The shape of the CRF at very low concentrations is particularly uncertain, with a lack of evidence for exposures below the GEMM minimum (2.4 μg/m3). We assign zero marginal impacts for changes in concentrations in counties below that exposure level, which include 0.02% of the population in 2017 and 0% in 2008. Moreover, while we calculate marginal impacts for any level above 2.4 μg/m3, any policy that leads to meaningful public health improvements will lower concentrations by more than a marginal amount. If we consider that amount to be 0.5 μg/m3, it would include 0.1% of the population in 2017 and 0.006% in 2008 (i.e., that experienced baseline levels <2.9 μg/m3 or no more than 0.5 μg/m3 above the threshold).
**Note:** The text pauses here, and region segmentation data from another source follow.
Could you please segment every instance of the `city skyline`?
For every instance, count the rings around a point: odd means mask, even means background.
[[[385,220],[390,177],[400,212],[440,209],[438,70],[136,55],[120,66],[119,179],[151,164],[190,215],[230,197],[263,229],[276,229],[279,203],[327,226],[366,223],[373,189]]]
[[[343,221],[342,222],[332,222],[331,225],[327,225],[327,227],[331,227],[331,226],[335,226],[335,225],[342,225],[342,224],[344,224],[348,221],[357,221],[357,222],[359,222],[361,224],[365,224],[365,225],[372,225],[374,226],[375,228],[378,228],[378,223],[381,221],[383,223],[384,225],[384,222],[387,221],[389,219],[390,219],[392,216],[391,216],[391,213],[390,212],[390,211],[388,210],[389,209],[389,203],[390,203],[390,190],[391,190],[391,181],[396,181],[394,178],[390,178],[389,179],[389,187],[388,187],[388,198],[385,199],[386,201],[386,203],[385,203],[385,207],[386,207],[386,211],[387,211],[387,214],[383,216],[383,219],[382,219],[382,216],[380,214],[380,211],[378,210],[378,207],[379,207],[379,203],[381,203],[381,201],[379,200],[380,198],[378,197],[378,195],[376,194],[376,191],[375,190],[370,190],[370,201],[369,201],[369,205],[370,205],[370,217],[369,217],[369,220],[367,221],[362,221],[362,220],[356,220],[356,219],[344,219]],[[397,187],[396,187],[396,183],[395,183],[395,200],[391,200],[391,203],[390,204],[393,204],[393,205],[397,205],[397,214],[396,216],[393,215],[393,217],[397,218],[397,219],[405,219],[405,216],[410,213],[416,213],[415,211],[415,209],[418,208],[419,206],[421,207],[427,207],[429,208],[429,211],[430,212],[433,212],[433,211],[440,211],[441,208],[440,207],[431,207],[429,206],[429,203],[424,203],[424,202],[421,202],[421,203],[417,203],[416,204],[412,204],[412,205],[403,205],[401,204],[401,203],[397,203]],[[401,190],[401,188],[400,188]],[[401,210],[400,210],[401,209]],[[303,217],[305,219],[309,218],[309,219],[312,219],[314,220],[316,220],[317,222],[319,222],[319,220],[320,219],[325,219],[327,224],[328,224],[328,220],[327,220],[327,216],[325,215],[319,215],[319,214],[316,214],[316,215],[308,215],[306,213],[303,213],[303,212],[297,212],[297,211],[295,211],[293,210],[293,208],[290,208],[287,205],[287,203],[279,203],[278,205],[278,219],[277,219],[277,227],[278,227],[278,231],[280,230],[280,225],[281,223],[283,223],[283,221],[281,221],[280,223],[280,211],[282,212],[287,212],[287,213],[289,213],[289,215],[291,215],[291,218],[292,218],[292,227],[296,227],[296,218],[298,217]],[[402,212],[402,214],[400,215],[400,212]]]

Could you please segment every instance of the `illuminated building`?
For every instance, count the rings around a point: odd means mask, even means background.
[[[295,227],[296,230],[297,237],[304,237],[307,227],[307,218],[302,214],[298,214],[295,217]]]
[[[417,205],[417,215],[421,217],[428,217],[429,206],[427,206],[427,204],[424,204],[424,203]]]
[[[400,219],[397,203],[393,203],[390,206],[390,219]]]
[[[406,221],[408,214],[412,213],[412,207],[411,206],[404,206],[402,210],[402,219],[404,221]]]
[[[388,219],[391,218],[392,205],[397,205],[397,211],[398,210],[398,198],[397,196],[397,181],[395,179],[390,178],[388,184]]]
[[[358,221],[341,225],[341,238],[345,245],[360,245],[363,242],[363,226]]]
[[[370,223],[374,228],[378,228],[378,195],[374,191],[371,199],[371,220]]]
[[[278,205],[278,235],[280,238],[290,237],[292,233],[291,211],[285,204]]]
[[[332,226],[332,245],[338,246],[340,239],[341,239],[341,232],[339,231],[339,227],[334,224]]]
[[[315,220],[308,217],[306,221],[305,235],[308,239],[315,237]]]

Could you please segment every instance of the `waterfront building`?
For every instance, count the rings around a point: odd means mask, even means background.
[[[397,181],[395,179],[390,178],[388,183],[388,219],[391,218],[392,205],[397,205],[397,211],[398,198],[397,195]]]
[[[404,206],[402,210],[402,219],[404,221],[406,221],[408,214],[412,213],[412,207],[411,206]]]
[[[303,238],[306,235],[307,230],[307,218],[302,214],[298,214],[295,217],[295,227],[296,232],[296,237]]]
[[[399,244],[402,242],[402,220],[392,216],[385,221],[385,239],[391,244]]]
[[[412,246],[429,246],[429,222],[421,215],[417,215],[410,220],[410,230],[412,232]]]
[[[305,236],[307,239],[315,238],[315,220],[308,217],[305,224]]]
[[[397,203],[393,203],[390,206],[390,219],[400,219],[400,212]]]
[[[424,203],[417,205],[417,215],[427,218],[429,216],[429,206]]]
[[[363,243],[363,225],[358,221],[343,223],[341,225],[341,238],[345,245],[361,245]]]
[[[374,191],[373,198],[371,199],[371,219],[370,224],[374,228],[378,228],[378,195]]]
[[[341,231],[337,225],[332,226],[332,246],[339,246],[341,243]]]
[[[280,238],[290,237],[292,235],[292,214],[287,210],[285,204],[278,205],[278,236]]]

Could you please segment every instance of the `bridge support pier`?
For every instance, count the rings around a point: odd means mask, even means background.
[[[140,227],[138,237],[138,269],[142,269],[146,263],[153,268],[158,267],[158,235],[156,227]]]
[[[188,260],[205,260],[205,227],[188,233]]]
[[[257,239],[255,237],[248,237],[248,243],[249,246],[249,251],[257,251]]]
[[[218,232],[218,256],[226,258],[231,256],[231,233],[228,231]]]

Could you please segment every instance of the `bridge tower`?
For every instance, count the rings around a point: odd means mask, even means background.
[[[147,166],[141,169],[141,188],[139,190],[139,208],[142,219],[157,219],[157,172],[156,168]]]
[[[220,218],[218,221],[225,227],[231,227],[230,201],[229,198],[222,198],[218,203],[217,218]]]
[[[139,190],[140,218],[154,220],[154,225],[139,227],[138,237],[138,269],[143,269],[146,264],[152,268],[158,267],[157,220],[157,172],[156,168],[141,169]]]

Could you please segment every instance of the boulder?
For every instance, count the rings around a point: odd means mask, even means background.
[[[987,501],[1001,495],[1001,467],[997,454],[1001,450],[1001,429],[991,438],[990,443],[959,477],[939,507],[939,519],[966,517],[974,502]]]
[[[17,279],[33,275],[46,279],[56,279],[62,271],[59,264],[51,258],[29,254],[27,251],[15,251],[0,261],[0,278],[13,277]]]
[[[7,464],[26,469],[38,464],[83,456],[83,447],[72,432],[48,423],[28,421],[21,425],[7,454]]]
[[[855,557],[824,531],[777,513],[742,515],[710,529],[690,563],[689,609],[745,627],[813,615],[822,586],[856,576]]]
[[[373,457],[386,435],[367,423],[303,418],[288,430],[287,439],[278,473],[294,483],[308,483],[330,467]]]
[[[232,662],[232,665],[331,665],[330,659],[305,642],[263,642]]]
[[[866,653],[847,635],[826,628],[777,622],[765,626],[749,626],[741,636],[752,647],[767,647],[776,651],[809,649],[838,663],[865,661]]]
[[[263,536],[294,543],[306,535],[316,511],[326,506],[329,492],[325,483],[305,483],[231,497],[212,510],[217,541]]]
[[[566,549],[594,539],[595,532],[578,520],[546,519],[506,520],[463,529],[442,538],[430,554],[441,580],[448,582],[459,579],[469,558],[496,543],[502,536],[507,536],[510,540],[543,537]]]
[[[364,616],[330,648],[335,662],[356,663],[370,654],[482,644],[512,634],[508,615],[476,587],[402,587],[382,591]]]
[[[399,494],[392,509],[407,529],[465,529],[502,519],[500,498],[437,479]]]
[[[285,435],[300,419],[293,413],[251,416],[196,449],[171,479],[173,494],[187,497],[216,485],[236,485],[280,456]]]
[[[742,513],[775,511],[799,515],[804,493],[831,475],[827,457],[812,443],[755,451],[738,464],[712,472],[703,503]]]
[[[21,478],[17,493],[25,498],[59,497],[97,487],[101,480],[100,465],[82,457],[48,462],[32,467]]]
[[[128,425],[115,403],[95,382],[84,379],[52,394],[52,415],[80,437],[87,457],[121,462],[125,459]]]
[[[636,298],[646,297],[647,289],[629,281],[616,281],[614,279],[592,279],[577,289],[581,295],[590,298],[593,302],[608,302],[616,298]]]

In these rare cases, while we estimate positive marginal benefits, meaningful policies of emission reductions might have little effect. We use the same minimum level of 2.4 μg/m3 for all CRFs, extending the risk estimates by Vodonos et al. (32) and Krewski et al. (34) to that level, even as the studies were not able to estimate risks for such low exposures.
We present our air pollution results in 2017 US attributable deaths as well as their monetized value in 2017 US dollars. The monetary value is calculated using a $10.2 million VSL, reflecting the $9.3 million in 2014 used by HHS (35) adjusted to 2017 for inflation [US gross domestic product (GDP) deflator from World Bank (43)] and income [median usual weekly earnings from US Department of Labor (44)], the latter assuming an income elasticity of the VSL of 1. There is a “cessation lag” between changes in emissions and changes in mortality, and we apply the cessation lag structure recommended by the EPA’s Advisory Council on Clean Air Compliance Analysis (45), discounting benefits using a 3% discount rate in our monetized results. In the EPA’s recommended structure, 30% of the benefits occur in the first year, another 50% uniformly in years 2 to 5, and the remaining 20% uniformly between years 6 and 20. This results in a net present value of 0.89 × $10.2 million, or $9.1 million, for each fatality. Our results presented as attributable deaths, on the other hand, are simply the undiscounted sum of attributable deaths that occur in years 1 through 20.
SI Appendix, Figs. S7–S10 contain distributions of marginal impacts per metric ton under different CRFs. Full datasets are provided in the SI Appendix.